Gentoo Websites Logo
Go to: Gentoo Home Documentation Forums Lists Bugs Planet Store Wiki Get Gentoo!
Bug 705606 - net-proxy/http-replicator-4.0_alpha2-r7 - add support for python3
Summary: net-proxy/http-replicator-4.0_alpha2-r7 - add support for python3
Status: RESOLVED WONTFIX
Alias: None
Product: Gentoo Linux
Classification: Unclassified
Component: Current packages (show other bugs)
Hardware: All Linux
: Normal normal
Deadline: 2020-03-18
Assignee: No maintainer - Look at https://wiki.gentoo.org/wiki/Project:Proxy_Maintainers if you want to take care of it
URL:
Whiteboard:
Keywords: PMASKED
Depends on:
Blocks:
 
Reported: 2020-01-16 22:13 UTC by Einstok Fair
Modified: 2020-08-02 08:45 UTC (History)
8 users (show)

See Also:
Package list:
Runtime testing required: ---


Attachments
Preliminary ebuild for xedakini's version (http-replicator-4.0_alpha4.ebuild,3.79 KB, text/plain)
2020-08-01 18:34 UTC, Matthew Ogilvie
Details
setsid patch for above ebuild (setsid-4.0_alpha4.patch,872 bytes, patch)
2020-08-01 18:35 UTC, Matthew Ogilvie
Details | Diff
some sort of systemd conf file for above ebuild (http-replicator.service.conf,164 bytes, text/plain)
2020-08-01 18:35 UTC, Matthew Ogilvie
Details
repcacheman wrapper shell script for above ebuild (http-replicator-3.0-callrepcacheman-0.1,86 bytes, application/x-shellscript)
2020-08-01 18:37 UTC, Matthew Ogilvie
Details
openrc init script for above ebuild (http-replicator-4.0_alpha2-r3.init,644 bytes, text/plain)
2020-08-01 18:38 UTC, Matthew Ogilvie
Details
openrc conf script for above ebuild (http-replicator-4.0_alpha2-r2.conf,1.41 KB, text/plain)
2020-08-01 18:39 UTC, Matthew Ogilvie
Details
fetcher script documentation for above ebuild (fetcher,1.97 KB, application/x-shellscript)
2020-08-01 18:43 UTC, Matthew Ogilvie
Details

Note You need to log in before you can comment on or make changes to this bug.
Description Einstok Fair 2020-01-16 22:13:00 UTC
[ebuild  N     ] net-proxy/http-replicator-4.0_alpha2-r7::gentoo  PYTHON_TARGETS="python2_7" 27 KiB

python 2.7 is not supported anymore, end of life was 2020-01-01, see here:
https://devguide.python.org/#status-of-python-branches
Comment 1 Michał Górny archtester Gentoo Infrastructure gentoo-dev Security 2020-02-13 09:31:43 UTC
Last Update: 2013-12-29

I wouldn't hold my hopes high.
Comment 2 Michał Górny archtester Gentoo Infrastructure gentoo-dev Security 2020-02-13 09:32:13 UTC
...and last release in 2008.
Comment 3 Larry the Git Cow gentoo-dev 2020-02-17 08:45:06 UTC
The bug has been referenced in the following commit(s):

https://gitweb.gentoo.org/repo/gentoo.git/commit/?id=70f507bf53a1cfecc98a23f94e81173a3d964c60

commit 70f507bf53a1cfecc98a23f94e81173a3d964c60
Author:     Michał Górny <mgorny@gentoo.org>
AuthorDate: 2020-02-17 08:37:30 +0000
Commit:     Michał Górny <mgorny@gentoo.org>
CommitDate: 2020-02-17 08:37:30 +0000

    package.mask: Last rite net-proxy/http-replicator
    
    Bug: https://bugs.gentoo.org/705606
    Signed-off-by: Michał Górny <mgorny@gentoo.org>

 profiles/package.mask | 6 ++++++
 1 file changed, 6 insertions(+)
Comment 4 PetaMem R&D 2020-02-27 17:51:30 UTC
I'd consider it quite a good practice if a replacement was mentioned before removal.

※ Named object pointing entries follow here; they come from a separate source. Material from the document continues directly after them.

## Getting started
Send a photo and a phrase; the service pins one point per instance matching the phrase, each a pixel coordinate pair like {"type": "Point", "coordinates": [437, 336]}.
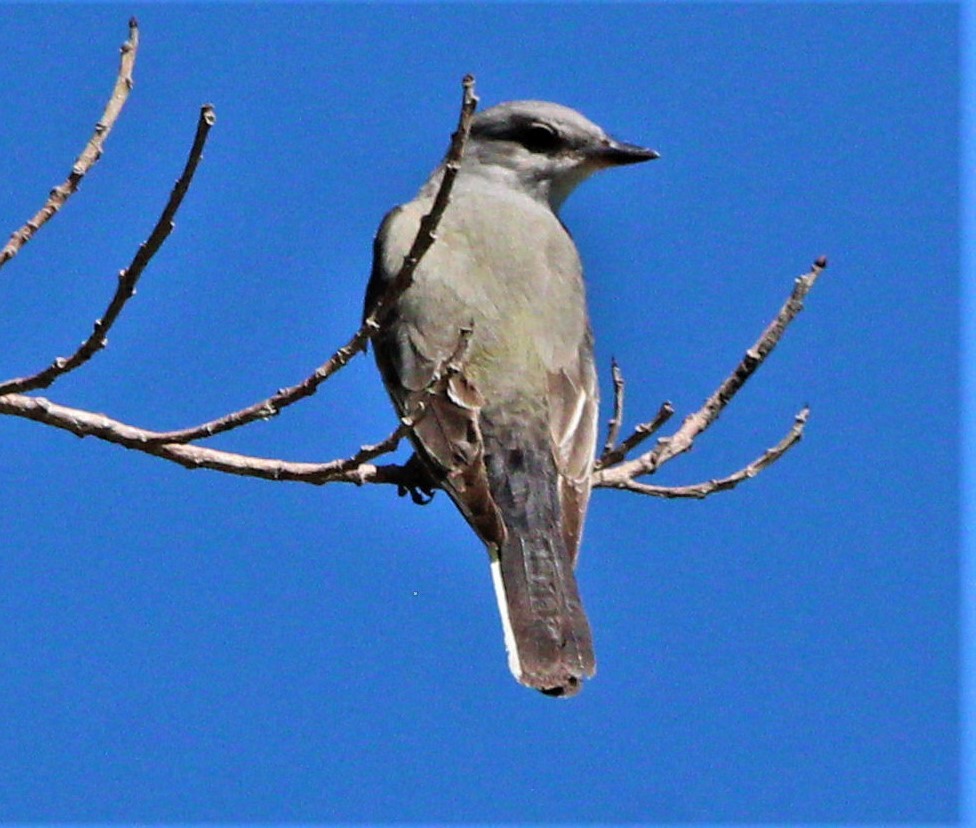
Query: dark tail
{"type": "Point", "coordinates": [550, 646]}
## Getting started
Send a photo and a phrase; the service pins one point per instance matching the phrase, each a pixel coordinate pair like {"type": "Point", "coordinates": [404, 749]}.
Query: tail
{"type": "Point", "coordinates": [549, 643]}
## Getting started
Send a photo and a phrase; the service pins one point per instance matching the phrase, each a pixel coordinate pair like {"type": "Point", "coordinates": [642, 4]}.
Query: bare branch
{"type": "Point", "coordinates": [426, 235]}
{"type": "Point", "coordinates": [127, 278]}
{"type": "Point", "coordinates": [640, 433]}
{"type": "Point", "coordinates": [615, 422]}
{"type": "Point", "coordinates": [702, 490]}
{"type": "Point", "coordinates": [681, 441]}
{"type": "Point", "coordinates": [355, 469]}
{"type": "Point", "coordinates": [89, 155]}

http-replicator-3.0-r8 serves us well here in an internal network (on a Gentoo-VM acting as local mirror for other Gentoo VMs) and I think it has spared the official Gentoo mirrors quite some traffic.

It's understandable if unmaintained old cruft gets removed, but if there is no equivalent replacement (or such isn't mentioned), old cruft is still better than nothing.
Comment 5 Matthew Ogilvie 2020-02-28 05:54:16 UTC
FYI: Links to more information:

I updated a months-old post about several aspects of http-replicator:
https://forums.gentoo.org/viewtopic-t-1101822-highlight-httpreplicator.html
(It now describes how I suspect that repcacheman is likely to stop
working before http-replicator itself, in addition to a lot of other
pre-existing information.)

There is a current discussion about alternatives in:
https://forums.gentoo.org/viewtopic-t-1097768-highlight-httpreplicator.html
(But I haven't seen any ideas I like.)

The original announcement and discussion thread from when http-replicator
was first added to the tree is still somewhat relevant, although it is
very long:
https://forums.gentoo.org/viewtopic-t-173226.html
Comment 6 xedakini 2020-03-03 07:32:35 UTC
0) it appears that the metadata for net-proxy/http-replicator is out of date: it shows the homepage as being sourceforge.net, but it appears that https://github.com/gertjanvanzwieten/replicator is newer
1) that doesn't help though, as the github repository is also quite old (most recent commit in 2013)


I've created a fork at https://github.com/xedakini/replicator .  I will attempt to migrate the code to Python 3, and see how many Gentoo bugs for http-replicator I can address.  I will also plan on converting repcacheman to Python 3.

I'm not sure how long-term I can commit to maintaining this fork of http-replicator, but if my plan is successful then perhaps it can at least have a bit of reprieve.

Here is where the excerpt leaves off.